/Random-Forest-using-parallel-processing

Optimization of Random Forest Algorithm using parallel processing

Primary LanguageR

Random-Forest-using-parallel-processing

Optimization of Random Forest Algorithm using parallel processing

Abstract

The random forest approach, which aggregates decision trees made from random features, can be used to generate machine learning models. A predictive model that links data observations to specific inferences about the data is built using trees. Excessive processing times are a common problem that frequently occurs when random forest is applied since it requires a large amount of data and develops several tree models in order to create random trees utilising a single processor. We aim to accelerate random forest using R programming and parallel computing. The model will be speed tested against conventional Random Forest using the dhfr datasets. Findings from the entire study will show that running a random forest in parallel requires less processing time than doing so on a single processor.

About the dataset

Dhfr dataset

Values for 325 chemicals are included in this data set. 228 molecular descriptors have been derived for each molecule.
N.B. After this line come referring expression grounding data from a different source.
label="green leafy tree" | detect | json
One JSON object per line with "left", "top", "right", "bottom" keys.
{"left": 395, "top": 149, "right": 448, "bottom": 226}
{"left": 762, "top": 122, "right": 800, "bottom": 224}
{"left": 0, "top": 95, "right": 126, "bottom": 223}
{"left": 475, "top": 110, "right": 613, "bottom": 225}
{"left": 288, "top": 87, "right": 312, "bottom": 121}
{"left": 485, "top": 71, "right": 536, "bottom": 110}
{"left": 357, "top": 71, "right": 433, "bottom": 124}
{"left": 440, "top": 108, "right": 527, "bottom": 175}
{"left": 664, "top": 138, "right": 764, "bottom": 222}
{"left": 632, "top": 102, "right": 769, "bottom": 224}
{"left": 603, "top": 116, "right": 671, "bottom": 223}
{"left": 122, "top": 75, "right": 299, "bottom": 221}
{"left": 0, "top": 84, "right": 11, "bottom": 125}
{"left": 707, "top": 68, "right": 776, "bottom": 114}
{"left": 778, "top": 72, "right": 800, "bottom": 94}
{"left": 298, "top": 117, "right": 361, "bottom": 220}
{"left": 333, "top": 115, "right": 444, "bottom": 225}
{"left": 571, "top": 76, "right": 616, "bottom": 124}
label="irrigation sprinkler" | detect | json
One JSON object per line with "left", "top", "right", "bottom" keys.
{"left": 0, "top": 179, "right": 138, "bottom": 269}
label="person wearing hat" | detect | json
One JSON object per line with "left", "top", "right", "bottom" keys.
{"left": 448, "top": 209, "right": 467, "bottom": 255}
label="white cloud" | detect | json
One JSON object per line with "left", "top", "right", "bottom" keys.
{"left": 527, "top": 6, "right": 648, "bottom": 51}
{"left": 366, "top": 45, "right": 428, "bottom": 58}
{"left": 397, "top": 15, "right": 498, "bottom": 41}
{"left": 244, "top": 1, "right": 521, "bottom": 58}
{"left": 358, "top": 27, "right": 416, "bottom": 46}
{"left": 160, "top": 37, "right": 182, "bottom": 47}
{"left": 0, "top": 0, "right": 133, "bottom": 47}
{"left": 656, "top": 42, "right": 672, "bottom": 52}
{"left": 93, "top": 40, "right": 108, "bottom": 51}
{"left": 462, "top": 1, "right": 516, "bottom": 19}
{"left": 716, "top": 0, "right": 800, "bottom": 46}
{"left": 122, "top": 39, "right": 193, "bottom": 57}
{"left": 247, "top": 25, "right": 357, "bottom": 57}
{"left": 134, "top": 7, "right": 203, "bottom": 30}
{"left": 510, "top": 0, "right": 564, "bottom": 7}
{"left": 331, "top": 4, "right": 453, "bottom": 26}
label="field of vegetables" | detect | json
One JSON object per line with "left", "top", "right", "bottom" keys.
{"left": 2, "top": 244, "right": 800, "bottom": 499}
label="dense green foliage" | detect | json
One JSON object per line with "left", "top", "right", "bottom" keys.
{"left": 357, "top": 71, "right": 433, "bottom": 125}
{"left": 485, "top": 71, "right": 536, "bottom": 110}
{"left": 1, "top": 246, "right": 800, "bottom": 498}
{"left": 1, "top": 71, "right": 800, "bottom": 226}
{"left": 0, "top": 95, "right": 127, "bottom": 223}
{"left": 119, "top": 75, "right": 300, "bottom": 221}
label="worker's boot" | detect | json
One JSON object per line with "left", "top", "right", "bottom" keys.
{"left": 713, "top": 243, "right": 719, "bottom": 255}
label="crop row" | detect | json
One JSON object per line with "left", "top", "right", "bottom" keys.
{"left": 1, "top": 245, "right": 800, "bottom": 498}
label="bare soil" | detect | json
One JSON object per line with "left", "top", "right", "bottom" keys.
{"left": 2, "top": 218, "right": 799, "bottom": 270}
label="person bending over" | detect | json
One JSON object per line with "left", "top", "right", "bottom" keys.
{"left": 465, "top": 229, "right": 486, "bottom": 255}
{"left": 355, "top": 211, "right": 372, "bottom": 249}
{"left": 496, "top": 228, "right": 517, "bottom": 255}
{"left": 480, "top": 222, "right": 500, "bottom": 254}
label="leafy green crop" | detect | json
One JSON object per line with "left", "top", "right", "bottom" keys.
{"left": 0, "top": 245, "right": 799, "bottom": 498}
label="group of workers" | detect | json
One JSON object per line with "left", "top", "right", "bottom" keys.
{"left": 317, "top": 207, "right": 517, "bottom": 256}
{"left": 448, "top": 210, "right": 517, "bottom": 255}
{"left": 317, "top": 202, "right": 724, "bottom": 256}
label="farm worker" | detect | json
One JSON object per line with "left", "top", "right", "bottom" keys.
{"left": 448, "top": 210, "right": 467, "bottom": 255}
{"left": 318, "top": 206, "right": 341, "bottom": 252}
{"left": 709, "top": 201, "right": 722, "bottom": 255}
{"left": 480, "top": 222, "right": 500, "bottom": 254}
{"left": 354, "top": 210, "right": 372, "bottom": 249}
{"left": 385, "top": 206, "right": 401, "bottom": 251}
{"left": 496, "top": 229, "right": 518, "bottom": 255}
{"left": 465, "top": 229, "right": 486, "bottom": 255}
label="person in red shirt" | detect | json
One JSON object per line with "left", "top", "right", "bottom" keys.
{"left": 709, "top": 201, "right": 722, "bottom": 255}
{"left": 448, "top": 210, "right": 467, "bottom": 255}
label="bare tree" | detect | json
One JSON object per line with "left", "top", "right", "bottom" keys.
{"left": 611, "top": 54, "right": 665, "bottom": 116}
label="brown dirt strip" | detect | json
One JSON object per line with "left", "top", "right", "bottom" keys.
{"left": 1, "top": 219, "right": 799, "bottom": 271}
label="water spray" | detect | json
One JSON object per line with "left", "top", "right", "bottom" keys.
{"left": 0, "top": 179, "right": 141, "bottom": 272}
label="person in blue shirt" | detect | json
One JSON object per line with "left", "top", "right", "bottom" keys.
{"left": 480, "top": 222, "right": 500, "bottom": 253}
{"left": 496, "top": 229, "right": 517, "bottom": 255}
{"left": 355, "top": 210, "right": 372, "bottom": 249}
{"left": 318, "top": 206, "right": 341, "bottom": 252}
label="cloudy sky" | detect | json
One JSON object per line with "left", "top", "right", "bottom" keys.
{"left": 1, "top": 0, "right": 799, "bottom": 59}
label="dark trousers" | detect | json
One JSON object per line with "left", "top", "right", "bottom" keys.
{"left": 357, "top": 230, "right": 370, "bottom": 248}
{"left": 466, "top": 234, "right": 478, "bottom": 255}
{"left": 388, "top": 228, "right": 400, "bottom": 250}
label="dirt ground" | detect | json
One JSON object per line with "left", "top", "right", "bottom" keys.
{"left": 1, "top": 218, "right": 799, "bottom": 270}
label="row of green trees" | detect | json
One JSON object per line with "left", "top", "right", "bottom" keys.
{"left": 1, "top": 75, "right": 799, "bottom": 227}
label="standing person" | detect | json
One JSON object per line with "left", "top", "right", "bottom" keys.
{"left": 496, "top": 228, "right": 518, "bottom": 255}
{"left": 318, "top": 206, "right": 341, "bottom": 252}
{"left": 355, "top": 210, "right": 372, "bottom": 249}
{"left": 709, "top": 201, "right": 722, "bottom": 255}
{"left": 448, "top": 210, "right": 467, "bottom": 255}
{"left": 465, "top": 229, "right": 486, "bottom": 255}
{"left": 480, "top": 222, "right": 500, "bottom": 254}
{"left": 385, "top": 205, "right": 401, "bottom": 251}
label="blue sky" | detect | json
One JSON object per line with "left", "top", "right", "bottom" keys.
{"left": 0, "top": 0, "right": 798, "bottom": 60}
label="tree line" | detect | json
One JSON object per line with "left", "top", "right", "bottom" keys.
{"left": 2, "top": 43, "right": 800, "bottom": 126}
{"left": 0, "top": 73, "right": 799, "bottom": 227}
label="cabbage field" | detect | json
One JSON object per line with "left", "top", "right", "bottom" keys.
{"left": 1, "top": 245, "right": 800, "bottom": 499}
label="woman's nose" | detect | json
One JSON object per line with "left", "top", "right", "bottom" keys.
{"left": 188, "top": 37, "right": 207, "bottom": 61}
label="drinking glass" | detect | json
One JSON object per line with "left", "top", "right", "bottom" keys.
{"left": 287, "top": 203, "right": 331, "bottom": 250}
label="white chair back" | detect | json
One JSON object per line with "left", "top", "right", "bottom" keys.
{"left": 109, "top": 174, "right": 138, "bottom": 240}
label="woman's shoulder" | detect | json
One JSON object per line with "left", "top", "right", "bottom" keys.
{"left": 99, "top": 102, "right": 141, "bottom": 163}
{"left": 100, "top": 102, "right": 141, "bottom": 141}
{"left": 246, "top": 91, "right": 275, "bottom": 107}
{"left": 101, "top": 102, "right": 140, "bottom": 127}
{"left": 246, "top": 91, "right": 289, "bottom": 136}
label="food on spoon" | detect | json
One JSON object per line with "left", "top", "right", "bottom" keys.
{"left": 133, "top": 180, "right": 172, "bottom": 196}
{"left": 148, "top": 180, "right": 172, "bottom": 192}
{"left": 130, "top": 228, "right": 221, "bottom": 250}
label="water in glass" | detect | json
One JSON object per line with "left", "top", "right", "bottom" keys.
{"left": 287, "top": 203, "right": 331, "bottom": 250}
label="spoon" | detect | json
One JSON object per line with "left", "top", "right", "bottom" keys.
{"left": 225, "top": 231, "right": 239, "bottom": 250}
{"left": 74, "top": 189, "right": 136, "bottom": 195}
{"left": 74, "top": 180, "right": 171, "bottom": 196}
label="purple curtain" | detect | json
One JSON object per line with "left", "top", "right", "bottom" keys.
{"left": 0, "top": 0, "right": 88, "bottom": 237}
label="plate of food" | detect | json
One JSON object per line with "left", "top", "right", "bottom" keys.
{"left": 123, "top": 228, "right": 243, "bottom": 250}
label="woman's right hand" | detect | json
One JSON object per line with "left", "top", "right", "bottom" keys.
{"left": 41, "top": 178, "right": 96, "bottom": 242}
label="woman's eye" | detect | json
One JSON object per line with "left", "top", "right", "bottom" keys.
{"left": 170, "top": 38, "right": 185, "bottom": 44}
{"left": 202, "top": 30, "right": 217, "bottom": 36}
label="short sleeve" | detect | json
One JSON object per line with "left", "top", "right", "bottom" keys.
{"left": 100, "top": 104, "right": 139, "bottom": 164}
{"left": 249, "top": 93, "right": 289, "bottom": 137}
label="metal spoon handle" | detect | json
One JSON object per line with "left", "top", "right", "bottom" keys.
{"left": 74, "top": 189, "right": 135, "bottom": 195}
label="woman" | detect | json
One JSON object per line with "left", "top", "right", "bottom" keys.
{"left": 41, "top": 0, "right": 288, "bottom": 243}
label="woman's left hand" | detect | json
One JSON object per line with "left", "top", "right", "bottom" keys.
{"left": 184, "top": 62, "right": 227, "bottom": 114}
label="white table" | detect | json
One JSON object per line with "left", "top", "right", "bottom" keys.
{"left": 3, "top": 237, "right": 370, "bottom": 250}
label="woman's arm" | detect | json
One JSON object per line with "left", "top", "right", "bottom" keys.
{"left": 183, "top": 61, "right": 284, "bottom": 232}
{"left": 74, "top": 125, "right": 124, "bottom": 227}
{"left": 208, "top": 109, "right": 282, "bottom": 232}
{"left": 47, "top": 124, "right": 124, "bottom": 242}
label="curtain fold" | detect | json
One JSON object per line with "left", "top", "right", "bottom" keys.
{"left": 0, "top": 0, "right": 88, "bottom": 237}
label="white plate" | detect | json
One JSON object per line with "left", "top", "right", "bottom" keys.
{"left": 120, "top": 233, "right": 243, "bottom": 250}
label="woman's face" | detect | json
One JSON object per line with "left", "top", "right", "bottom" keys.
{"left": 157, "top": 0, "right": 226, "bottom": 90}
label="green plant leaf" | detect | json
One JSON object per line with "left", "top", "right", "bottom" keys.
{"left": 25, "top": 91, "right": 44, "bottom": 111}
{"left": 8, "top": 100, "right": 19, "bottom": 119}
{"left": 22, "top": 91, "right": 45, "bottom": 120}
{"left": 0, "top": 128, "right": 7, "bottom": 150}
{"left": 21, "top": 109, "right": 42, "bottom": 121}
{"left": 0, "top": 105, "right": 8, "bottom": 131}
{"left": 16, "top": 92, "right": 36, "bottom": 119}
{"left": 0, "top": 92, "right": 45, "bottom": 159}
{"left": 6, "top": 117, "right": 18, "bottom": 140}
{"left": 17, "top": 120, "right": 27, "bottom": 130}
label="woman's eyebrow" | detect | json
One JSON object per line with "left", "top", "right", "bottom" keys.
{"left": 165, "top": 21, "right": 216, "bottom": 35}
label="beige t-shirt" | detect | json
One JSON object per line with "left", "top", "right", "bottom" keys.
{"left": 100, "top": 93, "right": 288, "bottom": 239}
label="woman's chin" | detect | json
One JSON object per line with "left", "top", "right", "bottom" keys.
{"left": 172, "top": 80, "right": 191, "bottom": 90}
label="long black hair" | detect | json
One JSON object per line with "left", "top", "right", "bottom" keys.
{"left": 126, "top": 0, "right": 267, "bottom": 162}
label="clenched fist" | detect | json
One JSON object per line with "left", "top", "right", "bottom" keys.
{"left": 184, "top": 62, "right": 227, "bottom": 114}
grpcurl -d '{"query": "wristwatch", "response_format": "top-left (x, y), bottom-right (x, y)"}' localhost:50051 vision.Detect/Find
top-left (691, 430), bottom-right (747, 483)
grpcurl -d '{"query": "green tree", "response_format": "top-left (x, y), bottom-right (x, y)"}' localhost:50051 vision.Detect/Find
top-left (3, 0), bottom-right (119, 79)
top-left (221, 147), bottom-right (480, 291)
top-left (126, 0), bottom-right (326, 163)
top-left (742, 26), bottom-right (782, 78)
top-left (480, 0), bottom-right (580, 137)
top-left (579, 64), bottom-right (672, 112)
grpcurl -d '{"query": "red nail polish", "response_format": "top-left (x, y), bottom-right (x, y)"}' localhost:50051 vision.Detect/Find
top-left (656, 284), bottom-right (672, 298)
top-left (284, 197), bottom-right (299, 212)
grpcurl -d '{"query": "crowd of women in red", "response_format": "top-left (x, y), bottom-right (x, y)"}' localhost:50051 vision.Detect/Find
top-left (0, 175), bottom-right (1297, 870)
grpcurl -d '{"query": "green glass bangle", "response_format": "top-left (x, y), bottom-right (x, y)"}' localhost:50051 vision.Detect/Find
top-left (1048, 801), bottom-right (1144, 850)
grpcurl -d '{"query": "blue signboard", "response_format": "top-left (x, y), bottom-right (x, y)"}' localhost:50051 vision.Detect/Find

Each sample is also categorised as "active" or "inactive." A column called Y with the outcome classification can be found in the data frame dhfr. The remaining columns provide values for molecular descriptors.

Proposed work

Each tree is built serially in a standard Random Forest. Time complexity: O(t|K|nlogn), with t equal to the number of trees. K: the number of selected features n is the size of the practise set. Although adding more trees can increase accuracy, it can also extend training time. Consequently, we employ parallel processing when programming in R.

rf <- randomForest(x=data, y=classes, ntree=5000, ...) The ntree parameter, which informs us of how many trees the forest would have, contains the parallelism in this situation. The trees are evenly distributed among the available processes in our task parallel approach, which then creates these sub forests in parallel before combining them into a bigger forest that is returned on the master process. Speed up can be achieved by two-folds.